Anyway, since we have one of the few female ThunderCats being shown I fully expected Campbell to pull his usual oversized boobs, wasp waist, posed for sex pin-up model panel. He shows remarkable restraint instead.



She looks pretty normal. Normal for a Campbell comic anyway. Her waist looks like she’s corseted under that unitard, but she’s not flashing her butt, boobs or va-jay-jay at us. Maybe he’s trying to keep this an all-ages book. For that I’ll applaud him and his giant chin drawings. Sadly Tygra is getting the Campbell chin treatment in the few panels he’s visible. What is up with this guy and male lower jawlines? Just as I’m getting used to the non-porn Cheetara, suddenly Campbell throws me a shot that makes me double-take.


Right there! BOOB! Huge BOOB! 

Wait! That’s no boob. 

I’ve got a bad feeling about this. Chewie get us out of here!

Campbell draws Cheetara’s knee in the exact same position as a giant hooter would rest. I think I even see a little nipple on that knee. Now I’m torn on whether I can recommend this book to children or not. All because of one knee/knocker. With a nipple. Oh they beat the bad guys, but not before Tygra’s chin stretches out again.


Heck, they’ve even stolen some of the Joker’s backgrounds for that panel. Gah! Last up is Lion-O’s final battle with Mumm-Raa. He makes his sword grow and then attacks him. What’s up with the totally phallic imagery of having Lion-O’s sword get bigger when he fights people? Are they trying to say that he gets off sexually by hurting others? Anyway, this is suppose to be from the tv series season finale, but I don’t think it’s a faithful reproduction.



Did the network censors really let Lion-O impale the bad guy? If so, glove clap to them. Not that Mumm-Raa seems that deserving of the fate, just thanks for letting a cartoon character with a sword actually connect with another character. Most of the time they use their steel cutting up scenery, breaking enemies various weapons and brandishing the blade menacingly. Good show, Cat-dude. Too bad Campbell had to screw up your victory scene with this picture of your mug. Lion-O, you look worse that Mumm-Raa. And he’s been dead for thousands of years.

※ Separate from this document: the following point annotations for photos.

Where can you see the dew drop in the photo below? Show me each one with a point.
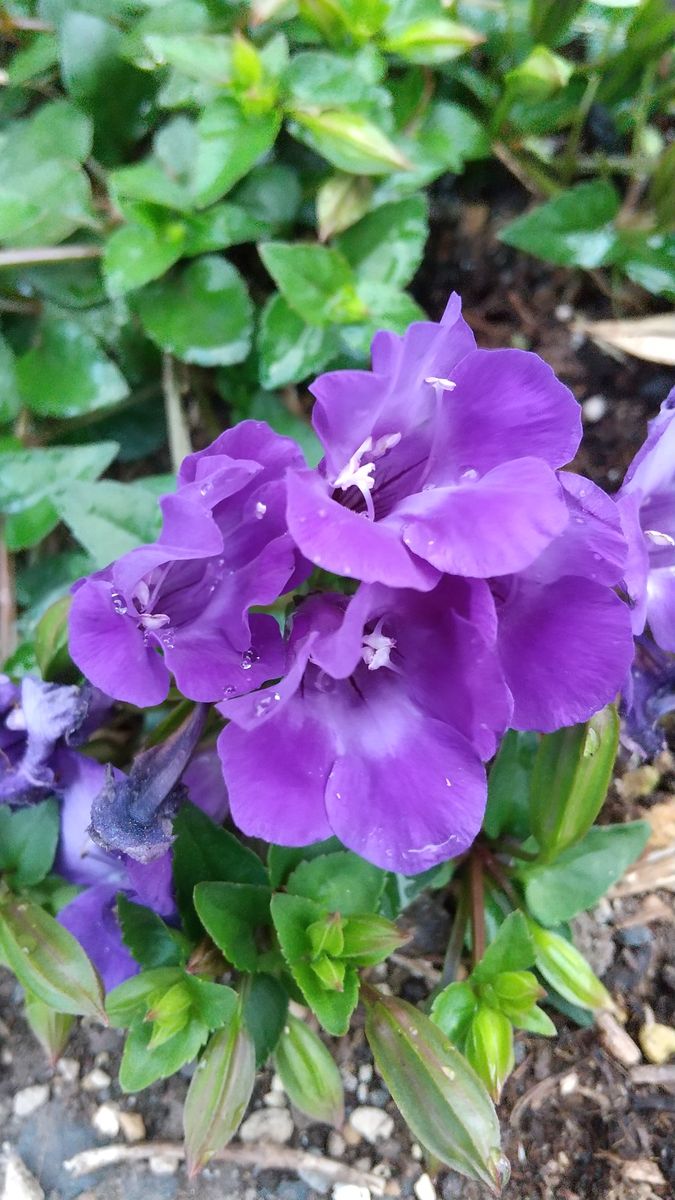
(119, 604)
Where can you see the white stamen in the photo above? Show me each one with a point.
(359, 474)
(377, 648)
(659, 539)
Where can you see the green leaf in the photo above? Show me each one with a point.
(340, 203)
(47, 959)
(230, 143)
(574, 229)
(350, 141)
(281, 861)
(219, 1093)
(509, 951)
(10, 397)
(489, 1048)
(388, 245)
(201, 313)
(583, 874)
(28, 841)
(309, 1073)
(66, 373)
(566, 970)
(51, 1029)
(431, 41)
(137, 253)
(340, 882)
(453, 1011)
(316, 281)
(109, 519)
(292, 916)
(143, 1065)
(203, 852)
(203, 57)
(149, 939)
(438, 1095)
(290, 349)
(266, 1006)
(508, 786)
(232, 913)
(571, 778)
(28, 477)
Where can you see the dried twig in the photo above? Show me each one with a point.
(34, 255)
(263, 1156)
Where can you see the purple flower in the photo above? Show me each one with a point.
(377, 731)
(647, 697)
(39, 721)
(440, 460)
(646, 503)
(565, 637)
(223, 549)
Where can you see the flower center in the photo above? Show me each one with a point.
(362, 474)
(377, 648)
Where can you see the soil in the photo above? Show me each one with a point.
(578, 1125)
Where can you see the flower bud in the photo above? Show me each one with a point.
(309, 1073)
(513, 993)
(370, 940)
(489, 1048)
(219, 1093)
(567, 971)
(330, 972)
(438, 1093)
(326, 935)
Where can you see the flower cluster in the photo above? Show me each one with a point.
(475, 592)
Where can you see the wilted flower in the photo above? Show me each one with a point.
(647, 508)
(442, 459)
(378, 730)
(223, 549)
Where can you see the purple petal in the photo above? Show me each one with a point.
(506, 405)
(490, 526)
(91, 919)
(108, 648)
(565, 647)
(348, 544)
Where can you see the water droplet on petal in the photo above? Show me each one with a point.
(119, 603)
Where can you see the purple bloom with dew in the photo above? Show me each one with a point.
(180, 606)
(378, 730)
(39, 725)
(442, 459)
(647, 507)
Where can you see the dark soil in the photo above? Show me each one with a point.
(577, 1125)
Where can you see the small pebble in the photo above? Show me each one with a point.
(161, 1165)
(424, 1188)
(106, 1121)
(69, 1069)
(29, 1099)
(268, 1125)
(96, 1080)
(19, 1183)
(593, 408)
(350, 1192)
(132, 1126)
(372, 1123)
(335, 1144)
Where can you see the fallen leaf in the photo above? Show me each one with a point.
(647, 337)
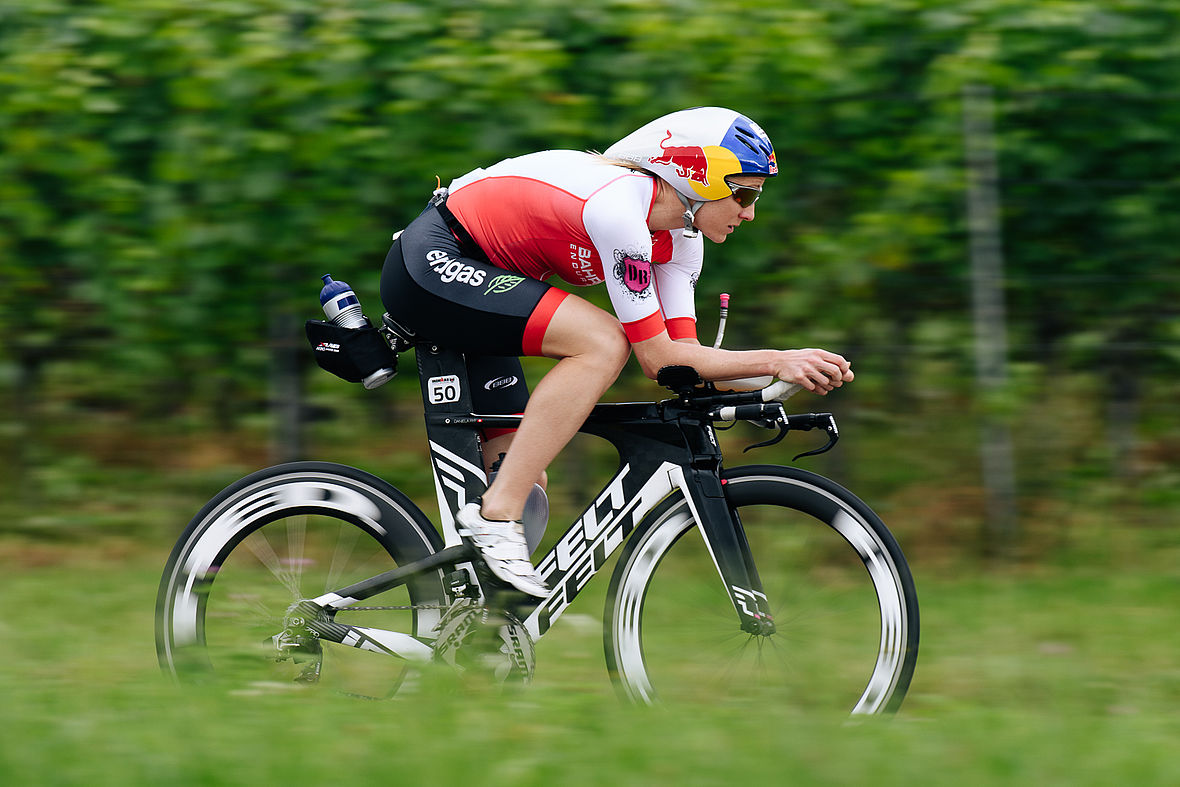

WilyKit finds the boys now and breaks up her brother’s ramblings about wanting a sword. Meanwhile Mumm-Raa has been watching all of this transpire and makes some plans while wringing his hands and twirling his mustache simultaneously. This issue is a zero in all ways that count. A story that really isn’t, artwork that exposes the limitations of the artist instead of playing to his strengths and the final 8 pages pin-ups by better artists surrounded by the ramblings of what appears to be an 13-year-old fan.

ThunderCats writer Gilmore did a couple of other series after the 'cats wrapped up. Other writers handled the crossovers and few one-shots. DVDs of ThunderCats were released about three years ago and are still being produced. A reboot tv series in 2011 wasn't as successful although praised by reviewers, bringing in only 26 episodes before it was dumped into the litter box.

If you want a fix of Lion-O and crew, I suggest you “ThunderCats HO!” yourself over to Amazon instead of cruising the comic bargain bins. What you find in the cheap longboxes may need to be put to sleep.